Heliyon (Dec 2024)
Laryngeal disease classification using voice data: Octave-band vs. mel-frequency filters
Abstract
Introduction: Laryngeal cancer diagnosis relies on specialist examinations, but non-invasive methods using voice data are emerging with artificial intelligence (AI) advancements. Mel Frequency Cepstral Coefficients (MFCCs) are widely used for voice analysis, but Octave Frequency Spectrum Energy (OFSE) may offer better accuracy in detecting subtle voice changes. Problem statement: Accurate early diagnosis of laryngeal cancer through voice data is challenging with current methods like MFCC. Objectives: This study compares the effectiveness of MFCC and OFSE in classifying voice data into healthy, laryngeal cancer, benign mucosal disease, and vocal fold paralysis categories. Methods: Voice samples from 363 patients were analyzed using CNN models, employing MFCC and OFSE with 1/3 octave band filters. Grad-Class Activation Mapping (Grad-CAM) was used to visualize key voice features. Results: OFSE with 1/3 octave band filters outperformed MFCC in classification accuracy, especially in multi-class classification including laryngeal cancer, benign mucosal disease, and vocal fold paralysis groups (0.9398 ± 0.0232 vs. 0.7061 ± 0.0561). Grad-CAM analysis revealed that OFSE with 1/3 octave band filters effectively distinguished laryngeal cancer from healthy voices by focusing on increased noise in the over-formant area and changes in the fundamental frequency.
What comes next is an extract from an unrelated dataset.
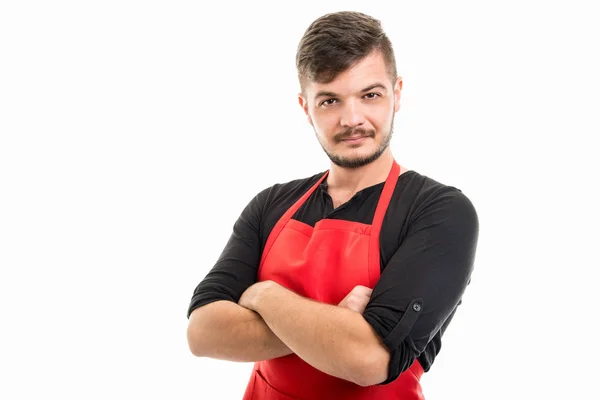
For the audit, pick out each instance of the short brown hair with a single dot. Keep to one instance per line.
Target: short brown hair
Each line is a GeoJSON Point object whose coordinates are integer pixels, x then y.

The analysis also highlighted that specific narrow frequency areas, particularly in vocal fold paralysis, were critical for classification, and benign mucosal diseases occasionally resembled healthy voices, making AI differentiation between benign conditions and laryngeal cancer a significant challenge. Conclusion: OFSE with 1/3 octave band filters provides superior accuracy in diagnosing laryngeal diseases including laryngeal cancer, showing potential for non-invasive, AI-driven early detection.